Abstract
Fifteen years ago, our group reported the case of a 67-year-old man on peritoneal dialysis for 11 years, in whom ultrafiltration failure and impaired sodium sieving were associated with an apparently normal expression of aquaporin-1 (AQP1) water channels in peritoneal capillaries. At that time, AQP1 dysfunction was suggested as the cause of impaired free-water transport. However, recent data from computer simulations, and structural and functional analysis of the peritoneal membrane of patients with encapsulating peritoneal sclerosis, demonstrated that changes in the peritoneal interstitium directly alter osmotic water transport. In light of these insights, we challenge the initial hypothesis and provide several lines of evidence supporting the diagnosis of encapsulating peritoneal sclerosis in this patient and suggesting that severe peritoneal fibrosis accounted for the loss of osmotic conductance developed during the course of peritoneal dialysis.

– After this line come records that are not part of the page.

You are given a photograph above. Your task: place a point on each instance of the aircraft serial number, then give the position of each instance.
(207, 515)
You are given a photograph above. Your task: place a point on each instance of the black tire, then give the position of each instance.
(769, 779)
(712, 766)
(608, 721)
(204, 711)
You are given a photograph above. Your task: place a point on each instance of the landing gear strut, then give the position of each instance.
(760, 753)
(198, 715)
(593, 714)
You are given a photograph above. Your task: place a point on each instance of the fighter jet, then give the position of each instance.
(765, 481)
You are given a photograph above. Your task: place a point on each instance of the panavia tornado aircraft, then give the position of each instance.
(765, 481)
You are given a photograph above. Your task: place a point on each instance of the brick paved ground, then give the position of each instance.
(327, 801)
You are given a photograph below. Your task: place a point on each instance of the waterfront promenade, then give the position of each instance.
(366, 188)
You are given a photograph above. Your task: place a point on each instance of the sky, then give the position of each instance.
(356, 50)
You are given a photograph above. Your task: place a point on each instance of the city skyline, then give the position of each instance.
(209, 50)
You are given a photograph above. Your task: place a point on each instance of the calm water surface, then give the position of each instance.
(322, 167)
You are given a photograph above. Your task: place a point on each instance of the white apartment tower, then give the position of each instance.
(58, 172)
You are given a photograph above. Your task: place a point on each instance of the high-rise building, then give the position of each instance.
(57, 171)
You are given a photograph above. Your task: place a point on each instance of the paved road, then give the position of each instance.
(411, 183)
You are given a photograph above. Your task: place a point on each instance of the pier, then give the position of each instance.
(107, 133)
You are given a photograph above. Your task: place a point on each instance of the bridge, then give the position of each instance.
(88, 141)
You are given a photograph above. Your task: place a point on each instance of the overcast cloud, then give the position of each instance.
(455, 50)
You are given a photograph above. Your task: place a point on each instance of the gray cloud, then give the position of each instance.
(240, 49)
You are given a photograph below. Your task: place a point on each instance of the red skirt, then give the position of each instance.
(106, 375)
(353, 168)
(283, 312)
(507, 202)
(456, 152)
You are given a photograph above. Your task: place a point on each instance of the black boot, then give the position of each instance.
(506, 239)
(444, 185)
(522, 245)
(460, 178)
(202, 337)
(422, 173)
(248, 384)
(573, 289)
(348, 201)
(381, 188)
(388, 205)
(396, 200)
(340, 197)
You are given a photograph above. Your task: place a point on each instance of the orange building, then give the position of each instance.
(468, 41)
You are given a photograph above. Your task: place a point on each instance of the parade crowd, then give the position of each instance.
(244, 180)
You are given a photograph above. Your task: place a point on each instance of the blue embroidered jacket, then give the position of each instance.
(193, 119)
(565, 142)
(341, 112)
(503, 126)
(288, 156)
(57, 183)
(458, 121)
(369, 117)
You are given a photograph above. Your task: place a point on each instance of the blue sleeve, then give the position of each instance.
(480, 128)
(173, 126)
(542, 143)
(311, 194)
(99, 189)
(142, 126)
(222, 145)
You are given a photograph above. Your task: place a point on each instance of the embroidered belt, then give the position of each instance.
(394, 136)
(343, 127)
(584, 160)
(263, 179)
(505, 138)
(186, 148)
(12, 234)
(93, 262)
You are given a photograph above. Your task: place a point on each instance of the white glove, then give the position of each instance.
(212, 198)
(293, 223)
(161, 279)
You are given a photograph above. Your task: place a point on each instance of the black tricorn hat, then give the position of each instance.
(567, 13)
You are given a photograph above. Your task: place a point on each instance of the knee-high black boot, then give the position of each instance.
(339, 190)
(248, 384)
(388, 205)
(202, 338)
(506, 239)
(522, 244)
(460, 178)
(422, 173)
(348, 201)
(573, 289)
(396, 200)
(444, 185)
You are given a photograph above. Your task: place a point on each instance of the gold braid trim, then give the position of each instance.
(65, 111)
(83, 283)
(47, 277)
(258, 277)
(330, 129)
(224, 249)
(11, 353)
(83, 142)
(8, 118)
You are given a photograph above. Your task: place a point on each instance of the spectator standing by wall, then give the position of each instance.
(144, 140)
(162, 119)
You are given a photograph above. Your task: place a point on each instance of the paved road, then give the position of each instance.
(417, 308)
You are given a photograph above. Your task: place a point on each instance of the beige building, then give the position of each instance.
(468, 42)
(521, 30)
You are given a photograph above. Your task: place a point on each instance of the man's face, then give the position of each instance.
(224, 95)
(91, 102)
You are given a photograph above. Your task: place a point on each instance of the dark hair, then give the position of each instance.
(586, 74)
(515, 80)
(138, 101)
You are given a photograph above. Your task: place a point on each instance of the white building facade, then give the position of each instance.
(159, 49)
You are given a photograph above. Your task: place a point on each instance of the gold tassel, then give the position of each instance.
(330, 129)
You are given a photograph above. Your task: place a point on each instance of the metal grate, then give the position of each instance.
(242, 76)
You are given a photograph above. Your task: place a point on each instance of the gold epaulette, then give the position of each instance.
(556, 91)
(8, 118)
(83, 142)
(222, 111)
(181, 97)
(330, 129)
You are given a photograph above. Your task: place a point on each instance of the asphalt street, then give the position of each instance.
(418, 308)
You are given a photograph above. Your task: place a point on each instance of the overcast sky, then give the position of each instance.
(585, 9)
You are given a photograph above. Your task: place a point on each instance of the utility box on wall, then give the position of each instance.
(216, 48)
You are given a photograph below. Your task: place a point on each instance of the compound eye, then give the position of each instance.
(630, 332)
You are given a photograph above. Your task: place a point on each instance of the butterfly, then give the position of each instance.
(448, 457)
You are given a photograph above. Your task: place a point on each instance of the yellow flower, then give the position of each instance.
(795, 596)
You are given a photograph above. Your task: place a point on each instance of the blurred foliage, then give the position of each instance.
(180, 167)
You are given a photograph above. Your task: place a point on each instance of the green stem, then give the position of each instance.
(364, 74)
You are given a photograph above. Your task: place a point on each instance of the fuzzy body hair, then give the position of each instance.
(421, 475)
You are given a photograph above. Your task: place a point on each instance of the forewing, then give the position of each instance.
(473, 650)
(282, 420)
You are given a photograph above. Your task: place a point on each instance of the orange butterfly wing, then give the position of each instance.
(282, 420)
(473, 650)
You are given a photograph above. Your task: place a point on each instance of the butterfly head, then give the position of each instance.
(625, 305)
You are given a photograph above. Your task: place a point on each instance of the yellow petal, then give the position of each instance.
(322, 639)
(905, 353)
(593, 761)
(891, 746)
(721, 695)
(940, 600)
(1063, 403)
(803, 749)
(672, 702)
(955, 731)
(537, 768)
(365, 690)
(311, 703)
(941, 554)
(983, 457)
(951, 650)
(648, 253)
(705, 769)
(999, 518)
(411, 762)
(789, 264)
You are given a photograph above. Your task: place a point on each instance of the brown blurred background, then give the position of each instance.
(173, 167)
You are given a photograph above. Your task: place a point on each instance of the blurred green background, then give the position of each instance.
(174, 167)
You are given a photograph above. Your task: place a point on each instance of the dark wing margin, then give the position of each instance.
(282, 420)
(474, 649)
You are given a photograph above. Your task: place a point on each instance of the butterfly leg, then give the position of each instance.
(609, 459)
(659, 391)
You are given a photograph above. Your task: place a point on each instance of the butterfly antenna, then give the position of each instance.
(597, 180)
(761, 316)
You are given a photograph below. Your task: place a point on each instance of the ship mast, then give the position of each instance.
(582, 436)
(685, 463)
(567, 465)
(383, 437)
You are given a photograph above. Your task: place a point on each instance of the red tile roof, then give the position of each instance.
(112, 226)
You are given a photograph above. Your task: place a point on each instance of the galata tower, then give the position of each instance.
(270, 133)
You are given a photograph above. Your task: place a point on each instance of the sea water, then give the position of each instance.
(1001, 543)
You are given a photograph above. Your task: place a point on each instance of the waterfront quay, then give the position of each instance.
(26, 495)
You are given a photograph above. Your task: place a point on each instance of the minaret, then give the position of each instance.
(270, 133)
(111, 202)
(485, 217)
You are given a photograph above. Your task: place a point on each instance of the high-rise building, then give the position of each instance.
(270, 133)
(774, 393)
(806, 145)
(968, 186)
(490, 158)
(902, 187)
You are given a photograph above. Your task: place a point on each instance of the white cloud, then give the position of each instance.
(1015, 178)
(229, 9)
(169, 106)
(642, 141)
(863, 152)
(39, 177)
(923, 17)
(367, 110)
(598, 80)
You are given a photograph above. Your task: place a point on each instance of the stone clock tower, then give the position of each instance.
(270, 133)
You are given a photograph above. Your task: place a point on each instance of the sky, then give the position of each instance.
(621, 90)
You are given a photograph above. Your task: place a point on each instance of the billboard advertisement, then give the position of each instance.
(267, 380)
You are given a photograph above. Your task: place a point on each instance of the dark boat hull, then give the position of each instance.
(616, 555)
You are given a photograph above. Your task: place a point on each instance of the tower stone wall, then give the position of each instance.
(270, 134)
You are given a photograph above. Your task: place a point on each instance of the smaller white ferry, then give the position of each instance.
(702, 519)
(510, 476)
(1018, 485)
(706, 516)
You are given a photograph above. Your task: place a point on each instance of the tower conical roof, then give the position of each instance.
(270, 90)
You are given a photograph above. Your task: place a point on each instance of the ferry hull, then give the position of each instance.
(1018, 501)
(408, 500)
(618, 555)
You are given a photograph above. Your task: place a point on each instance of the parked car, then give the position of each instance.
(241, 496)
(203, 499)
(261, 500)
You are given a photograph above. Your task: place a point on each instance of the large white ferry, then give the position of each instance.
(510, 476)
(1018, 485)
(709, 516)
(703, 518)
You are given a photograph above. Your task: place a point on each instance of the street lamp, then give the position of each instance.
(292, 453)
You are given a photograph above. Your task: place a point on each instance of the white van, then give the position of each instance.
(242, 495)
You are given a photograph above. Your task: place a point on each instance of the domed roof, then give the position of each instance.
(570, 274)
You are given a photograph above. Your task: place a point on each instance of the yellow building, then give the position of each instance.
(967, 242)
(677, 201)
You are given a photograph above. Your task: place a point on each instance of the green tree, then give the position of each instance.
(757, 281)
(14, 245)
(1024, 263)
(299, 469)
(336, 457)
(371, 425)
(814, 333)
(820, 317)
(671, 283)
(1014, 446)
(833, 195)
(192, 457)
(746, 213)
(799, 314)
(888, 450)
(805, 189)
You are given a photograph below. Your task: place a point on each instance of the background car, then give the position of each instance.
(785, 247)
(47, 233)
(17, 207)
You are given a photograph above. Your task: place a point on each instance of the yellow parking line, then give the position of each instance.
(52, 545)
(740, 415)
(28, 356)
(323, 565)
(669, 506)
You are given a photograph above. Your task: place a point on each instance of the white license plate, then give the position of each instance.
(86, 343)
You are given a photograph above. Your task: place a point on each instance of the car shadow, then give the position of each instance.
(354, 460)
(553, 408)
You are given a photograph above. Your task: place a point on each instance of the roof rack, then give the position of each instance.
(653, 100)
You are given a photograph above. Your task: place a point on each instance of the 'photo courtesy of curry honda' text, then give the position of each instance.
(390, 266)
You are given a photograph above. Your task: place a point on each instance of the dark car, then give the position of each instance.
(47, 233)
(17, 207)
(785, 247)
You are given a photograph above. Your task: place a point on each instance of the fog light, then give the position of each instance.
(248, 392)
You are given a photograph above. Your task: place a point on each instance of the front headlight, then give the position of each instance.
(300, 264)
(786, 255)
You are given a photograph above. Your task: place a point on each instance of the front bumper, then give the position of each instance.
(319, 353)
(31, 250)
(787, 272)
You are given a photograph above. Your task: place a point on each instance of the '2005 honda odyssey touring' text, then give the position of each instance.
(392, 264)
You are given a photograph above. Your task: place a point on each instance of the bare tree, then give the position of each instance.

Keywords: Water transport, osmosis, fibrosis, encapsulating peritoneal sclerosis
Prolonged exposure of the peritoneal membrane to non-physiologic dialysis solutions leads to vascular proliferation, fibrosis, and hyalinizing vasculopathy (1–4). A subgroup of patients ultimately develops encapsulating peritoneal sclerosis (EPS), the most severe form of peritoneal fibrosis, leading to bowel encapsulation and obstruction, malnutrition, and a high risk of death (5).
Long-term peritoneal dialysis (PD) is also associated with a progressive loss of ultrafiltration (UF) capacity, rise in peritoneal solute transport rate (PSTR), and decreased sodium sieving (6,7). Fifteen years ago, we reported the case of a long-term PD patient who had developed UF failure and loss of sodium sieving, in whom preserved aquaporin-1 (AQP1) expression in the peritoneal membrane suggested impaired function of water channels (8). Previous work indeed established that AQP1 mediates solute-free water transport, thereby diluting dialysate sodium concentration during the first part of a dwell with hypertonic glucose (9–12). However, recent data from computer simulations and analysis of the peritoneal membrane of patients with EPS demonstrated that peritoneal fibrosis per se contributes to the loss of osmotic conductance during prolonged exposure to PD (13–16).
We therefore hypothesized that peritoneal fibrosis, rather than altered AQP1 function, could have contributed to UF failure and abolition of sodium sieving in the case we reported 15 years ago. From a retrospective analysis of the medical file and complementary assessment of the peritoneal membrane, we provide several lines of evidence supporting the diagnosis of EPS and pointing toward the fibrotic interstitium as the cause of impaired osmotic water transport in this patient.
Material and Methods
Peritoneal function was assessed using a conventional 2.27% glucose-based (17) or a modified, 3.86% glucose-based peritoneal equilibration test (PET) (18), as previously described (16). The PET was part of the normal procedure of care for PD patients in our center.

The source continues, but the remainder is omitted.